There is an interpretation of homology using derived categories, and you can find a brief treatment around remark 3.3.10 in Kashiwara-Schapira "Sheaves on Manifolds". If $M$ is an $n$-manifold and $a: M \to \ast$ is the tautological map to a point, then the homology of $M$ with coefficients in an abelian group $F$ is the homology of the complex $Ra_! a^! F$. If we write $or_M = H^{-n}(a^!F)$ for the orientation sheaf, then the counit of the adjunction induces an "integration" map $Ra_! a^! F \to F$ that induces a map $H^n_c(M,or_M) \to F$. When $F$ is a real vector space and $M$ is smooth, you can relate this to differential forms, because the orientation sheaf is quasi-isomorphic to a suitable version of the de Rham complex. Softness of the de Rham sheaves implies you get an isomorphism $H^n_c(M, or_M) \to \frac{\Gamma_c(M, \Omega^n \otimes or_M)}{d\Gamma_c(M,\Omega^{n-1} \otimes or_M)}$. Stokes's theorem on $M$ implies a comparison between the "integration" map and "honest integration" of forms (or densities), in particular, the fact that $d\Gamma_c(M,\Omega^{n-1} \otimes or_M)$ is annihilated by honest integration.

I don't think Stokes's theorem is a statement whose proof is made easier with derived categories. Instead, I would rather say that it implies the fact that honest integration actually yields a morphism in a derived category.

Here's the setup: If we are given a smooth manifold $M$ and a $k$-form $\omega$, we can obtain a real number from any smooth map $f$ from the standard $k$-simplex $\Delta$ to $M$, by integrating $f^\ast\omega$ along $\Delta$. This produces a map of graded real vector spaces $\int_M: \Omega^\ast(M) \to \operatorname{Hom}(\operatorname{Sing}_\ast(M),\mathbf{R})$.

Here's Stokes's theorem: $\int_M$ is in fact a map of cochain complexes.

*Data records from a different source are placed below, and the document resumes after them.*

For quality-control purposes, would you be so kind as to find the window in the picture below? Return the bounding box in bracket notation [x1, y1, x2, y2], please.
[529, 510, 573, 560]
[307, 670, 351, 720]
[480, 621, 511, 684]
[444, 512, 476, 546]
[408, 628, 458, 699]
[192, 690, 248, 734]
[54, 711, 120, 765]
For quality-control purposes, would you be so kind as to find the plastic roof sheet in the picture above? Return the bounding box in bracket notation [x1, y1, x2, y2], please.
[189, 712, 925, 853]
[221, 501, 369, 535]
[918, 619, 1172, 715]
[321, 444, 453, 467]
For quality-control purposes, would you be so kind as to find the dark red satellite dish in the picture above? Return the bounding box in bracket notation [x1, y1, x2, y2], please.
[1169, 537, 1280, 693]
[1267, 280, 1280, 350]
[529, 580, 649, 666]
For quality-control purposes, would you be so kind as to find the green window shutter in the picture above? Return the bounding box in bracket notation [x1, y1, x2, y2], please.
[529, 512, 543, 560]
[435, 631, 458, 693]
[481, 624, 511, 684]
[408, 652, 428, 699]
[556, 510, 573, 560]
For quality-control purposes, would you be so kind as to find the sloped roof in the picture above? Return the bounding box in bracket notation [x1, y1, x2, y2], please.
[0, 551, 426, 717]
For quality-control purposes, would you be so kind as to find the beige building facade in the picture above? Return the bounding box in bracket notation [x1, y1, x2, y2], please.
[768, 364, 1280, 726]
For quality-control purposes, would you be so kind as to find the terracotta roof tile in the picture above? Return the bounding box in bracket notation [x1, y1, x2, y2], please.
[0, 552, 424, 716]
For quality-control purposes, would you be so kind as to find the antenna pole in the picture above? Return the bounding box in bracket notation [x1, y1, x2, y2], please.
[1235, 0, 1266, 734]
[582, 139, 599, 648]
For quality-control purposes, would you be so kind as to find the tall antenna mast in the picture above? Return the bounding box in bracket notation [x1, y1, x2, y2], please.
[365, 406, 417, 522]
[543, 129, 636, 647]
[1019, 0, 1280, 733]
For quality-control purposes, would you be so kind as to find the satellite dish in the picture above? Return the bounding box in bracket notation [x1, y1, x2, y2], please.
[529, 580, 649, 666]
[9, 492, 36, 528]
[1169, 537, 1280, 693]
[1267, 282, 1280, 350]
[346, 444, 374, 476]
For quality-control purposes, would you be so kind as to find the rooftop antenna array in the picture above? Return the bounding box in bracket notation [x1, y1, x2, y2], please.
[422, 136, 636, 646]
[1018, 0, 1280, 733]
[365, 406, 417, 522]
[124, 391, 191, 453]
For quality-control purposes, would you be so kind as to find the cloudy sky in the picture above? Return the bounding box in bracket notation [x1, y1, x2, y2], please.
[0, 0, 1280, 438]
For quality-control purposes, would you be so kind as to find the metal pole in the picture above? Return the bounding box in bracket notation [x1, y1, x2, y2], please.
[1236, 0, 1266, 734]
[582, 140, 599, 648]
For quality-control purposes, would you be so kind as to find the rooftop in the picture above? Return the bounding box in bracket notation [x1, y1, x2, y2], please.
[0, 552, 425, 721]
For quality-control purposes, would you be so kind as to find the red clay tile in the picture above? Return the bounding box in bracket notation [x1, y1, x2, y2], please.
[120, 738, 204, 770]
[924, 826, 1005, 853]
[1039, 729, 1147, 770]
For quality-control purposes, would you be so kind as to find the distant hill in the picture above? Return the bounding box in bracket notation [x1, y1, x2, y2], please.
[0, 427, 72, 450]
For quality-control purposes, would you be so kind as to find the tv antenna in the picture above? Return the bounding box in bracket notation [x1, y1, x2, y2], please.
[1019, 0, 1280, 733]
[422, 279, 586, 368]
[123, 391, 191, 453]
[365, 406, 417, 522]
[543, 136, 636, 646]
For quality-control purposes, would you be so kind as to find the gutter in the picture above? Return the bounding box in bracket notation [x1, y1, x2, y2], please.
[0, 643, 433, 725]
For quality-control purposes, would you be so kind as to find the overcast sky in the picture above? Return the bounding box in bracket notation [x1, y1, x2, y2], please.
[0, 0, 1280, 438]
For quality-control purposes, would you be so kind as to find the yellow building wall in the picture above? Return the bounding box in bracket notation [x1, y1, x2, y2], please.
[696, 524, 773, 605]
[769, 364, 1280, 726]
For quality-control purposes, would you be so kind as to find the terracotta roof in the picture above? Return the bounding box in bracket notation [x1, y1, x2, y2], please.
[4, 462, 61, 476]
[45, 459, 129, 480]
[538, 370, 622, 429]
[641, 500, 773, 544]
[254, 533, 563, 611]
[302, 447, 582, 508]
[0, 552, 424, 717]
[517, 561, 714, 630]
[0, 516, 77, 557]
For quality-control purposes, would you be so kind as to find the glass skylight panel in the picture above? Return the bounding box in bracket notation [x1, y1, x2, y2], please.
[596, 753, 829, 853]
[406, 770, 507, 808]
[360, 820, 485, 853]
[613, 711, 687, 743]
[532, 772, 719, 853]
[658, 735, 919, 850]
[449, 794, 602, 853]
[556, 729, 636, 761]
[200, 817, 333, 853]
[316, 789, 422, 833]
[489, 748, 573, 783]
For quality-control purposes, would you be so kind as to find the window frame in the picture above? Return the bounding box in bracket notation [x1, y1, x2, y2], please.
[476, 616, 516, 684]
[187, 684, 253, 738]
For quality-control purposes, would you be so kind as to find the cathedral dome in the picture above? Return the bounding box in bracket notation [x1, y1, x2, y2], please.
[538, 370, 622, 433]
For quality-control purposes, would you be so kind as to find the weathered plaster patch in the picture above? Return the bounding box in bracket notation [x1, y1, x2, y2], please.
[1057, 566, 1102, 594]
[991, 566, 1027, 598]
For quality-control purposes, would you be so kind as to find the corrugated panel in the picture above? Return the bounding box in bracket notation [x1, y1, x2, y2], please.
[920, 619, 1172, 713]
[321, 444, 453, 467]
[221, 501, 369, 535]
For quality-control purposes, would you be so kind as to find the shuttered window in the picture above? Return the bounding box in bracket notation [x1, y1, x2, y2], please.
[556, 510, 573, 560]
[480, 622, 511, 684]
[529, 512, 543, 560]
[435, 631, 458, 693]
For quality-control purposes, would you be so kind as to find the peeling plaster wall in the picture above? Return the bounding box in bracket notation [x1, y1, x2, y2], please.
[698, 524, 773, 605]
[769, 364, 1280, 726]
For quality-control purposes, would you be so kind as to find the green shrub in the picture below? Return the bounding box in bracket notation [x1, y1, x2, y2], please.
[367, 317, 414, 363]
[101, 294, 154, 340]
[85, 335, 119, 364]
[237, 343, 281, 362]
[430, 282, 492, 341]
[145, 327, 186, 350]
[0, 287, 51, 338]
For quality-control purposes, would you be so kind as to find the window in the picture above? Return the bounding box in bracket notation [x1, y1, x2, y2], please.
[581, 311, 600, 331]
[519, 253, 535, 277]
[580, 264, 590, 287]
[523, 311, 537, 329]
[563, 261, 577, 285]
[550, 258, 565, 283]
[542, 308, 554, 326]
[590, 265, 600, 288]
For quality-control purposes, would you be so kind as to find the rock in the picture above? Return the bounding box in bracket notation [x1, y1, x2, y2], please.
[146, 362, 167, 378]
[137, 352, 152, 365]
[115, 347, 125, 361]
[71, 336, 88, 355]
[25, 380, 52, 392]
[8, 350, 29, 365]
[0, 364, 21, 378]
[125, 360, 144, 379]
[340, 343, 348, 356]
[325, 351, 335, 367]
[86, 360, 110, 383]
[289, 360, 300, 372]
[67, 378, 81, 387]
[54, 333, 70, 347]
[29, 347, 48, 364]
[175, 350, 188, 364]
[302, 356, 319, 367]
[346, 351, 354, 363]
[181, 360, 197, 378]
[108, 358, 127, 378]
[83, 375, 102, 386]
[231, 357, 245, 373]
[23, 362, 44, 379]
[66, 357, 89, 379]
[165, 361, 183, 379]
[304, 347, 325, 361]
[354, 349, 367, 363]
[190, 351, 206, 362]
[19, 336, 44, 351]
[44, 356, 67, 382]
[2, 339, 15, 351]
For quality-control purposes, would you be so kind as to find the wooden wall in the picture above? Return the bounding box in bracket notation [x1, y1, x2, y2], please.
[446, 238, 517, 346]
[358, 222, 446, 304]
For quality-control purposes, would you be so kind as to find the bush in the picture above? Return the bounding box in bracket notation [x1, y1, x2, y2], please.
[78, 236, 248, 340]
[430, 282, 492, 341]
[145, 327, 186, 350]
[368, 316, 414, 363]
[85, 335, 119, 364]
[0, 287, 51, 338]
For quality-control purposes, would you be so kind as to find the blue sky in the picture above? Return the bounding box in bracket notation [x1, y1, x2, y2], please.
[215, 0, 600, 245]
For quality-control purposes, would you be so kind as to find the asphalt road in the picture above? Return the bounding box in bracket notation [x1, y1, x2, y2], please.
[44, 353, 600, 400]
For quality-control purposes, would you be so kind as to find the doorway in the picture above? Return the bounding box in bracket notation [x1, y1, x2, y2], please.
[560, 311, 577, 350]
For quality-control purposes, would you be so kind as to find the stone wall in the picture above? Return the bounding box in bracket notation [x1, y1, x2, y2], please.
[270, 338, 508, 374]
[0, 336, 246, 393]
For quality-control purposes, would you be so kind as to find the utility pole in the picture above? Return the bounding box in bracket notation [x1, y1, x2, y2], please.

If you want to prove the theorem efficiently, you can use naturality of pullback to reduce to a simpler statement about forms on $\Delta$ itself. There will always be a step where you have to use properties of integrals. It is common to invoke Fubini's theorem (e.g., the short proof in Guillemin-Pollack), but you can do a lower-tech proof using the fact that polynomial forms uniformly approximate smooth forms on the simplex.